Никогда не забуду той ночи. У стены стоял свернутый ковер. Увидев его, я понял, что Джанифа все спланировала заранее. По ее приказу я развернул его и расстелил на влажном каменном полу. Джанифа опустилась на него и закуталась в одеяло, которое лежало сложенным на ковре. Затем она вытащила колоду карт Таро. Мы стали играть в свете пляшущего пламени свечи, время от времени улыбаясь друг другу, когда из-за двери доносился стон или вскрик.
— Знаешь, кто мы с тобой? — хихикнула она, побив моего «шута» «императрицей». — Парочка сводников. Представляю, что бы сказал мой милый Абу, если бы увидел нас сейчас.
— Думаю, Салим сейчас глядит на нас с небес и улыбается, — ответил я.
— Надеюсь. Как же я на это надеюсь, — кивнула Джанифа, в первый раз за вечер сделавшись серьезной.
В первых лучах рассветного солнца мы спустились с Паладоном по козьей тропе. Он буквально весь светился и мчался так быстро, что я едва за ним поспевал. Он прыгал со скалы на скалу, как молодой горный баран.
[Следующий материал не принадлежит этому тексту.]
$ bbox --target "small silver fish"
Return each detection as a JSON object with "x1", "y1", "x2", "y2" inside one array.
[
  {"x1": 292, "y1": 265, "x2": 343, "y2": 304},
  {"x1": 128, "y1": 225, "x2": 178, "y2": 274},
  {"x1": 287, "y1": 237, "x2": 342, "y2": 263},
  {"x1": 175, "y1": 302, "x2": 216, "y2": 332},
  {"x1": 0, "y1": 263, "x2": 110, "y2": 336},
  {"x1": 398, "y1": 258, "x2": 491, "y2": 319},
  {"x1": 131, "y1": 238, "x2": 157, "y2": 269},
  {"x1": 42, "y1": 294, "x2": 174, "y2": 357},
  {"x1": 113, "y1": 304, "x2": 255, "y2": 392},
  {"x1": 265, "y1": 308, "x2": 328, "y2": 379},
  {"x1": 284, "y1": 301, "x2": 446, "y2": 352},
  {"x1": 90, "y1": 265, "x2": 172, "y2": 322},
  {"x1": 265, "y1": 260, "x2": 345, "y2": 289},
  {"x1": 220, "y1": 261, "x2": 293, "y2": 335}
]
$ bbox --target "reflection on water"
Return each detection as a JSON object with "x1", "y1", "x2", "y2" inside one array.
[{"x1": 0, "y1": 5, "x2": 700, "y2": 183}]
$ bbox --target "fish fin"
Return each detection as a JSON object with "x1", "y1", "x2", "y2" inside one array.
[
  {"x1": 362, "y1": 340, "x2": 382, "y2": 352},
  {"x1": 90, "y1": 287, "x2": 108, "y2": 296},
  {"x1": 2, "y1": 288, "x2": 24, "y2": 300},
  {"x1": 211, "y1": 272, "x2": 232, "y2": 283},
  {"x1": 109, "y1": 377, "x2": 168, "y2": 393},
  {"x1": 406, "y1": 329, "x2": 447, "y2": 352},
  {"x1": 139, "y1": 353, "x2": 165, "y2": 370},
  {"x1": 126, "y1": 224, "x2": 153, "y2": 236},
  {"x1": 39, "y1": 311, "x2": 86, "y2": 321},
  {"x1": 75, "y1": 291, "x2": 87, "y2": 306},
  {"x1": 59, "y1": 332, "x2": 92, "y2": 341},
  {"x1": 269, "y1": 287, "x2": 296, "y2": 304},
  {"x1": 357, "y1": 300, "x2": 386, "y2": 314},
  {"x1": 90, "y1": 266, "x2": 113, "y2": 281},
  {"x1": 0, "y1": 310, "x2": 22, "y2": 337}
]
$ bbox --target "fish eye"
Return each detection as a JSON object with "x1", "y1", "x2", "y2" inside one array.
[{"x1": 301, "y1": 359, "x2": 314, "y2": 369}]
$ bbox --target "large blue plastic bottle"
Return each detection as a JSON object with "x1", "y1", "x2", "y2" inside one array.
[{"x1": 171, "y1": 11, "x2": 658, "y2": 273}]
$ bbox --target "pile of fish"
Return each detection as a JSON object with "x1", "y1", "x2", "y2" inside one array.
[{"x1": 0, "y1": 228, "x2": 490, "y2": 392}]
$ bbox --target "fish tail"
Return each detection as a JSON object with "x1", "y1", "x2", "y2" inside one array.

Паладон почти не разговаривал со мной, но время от времени оборачивался, чтобы заключить меня в свои стальные объятия, отрывая при этом от земли.
— Мой лучший друг! Лучший и единственный! — восклицал он. — Смогу ли я когда-нибудь отблагодарить тебя?
На это я отвечал, что будет достаточно поставить меня обратно, поскольку я боюсь высоты, у меня кружится голова и мне не хочется сорваться с кручи. Однако, быть может, в то чудесное утро у меня шла кругом голова не только из-за страха высоты. Когда мы увидели, как первые лучи солнца показались из-за горных вершин, превратив бегущие по долине реки в потоки расплавленного золота, я понял, что, как и Паладон, пьян от радости.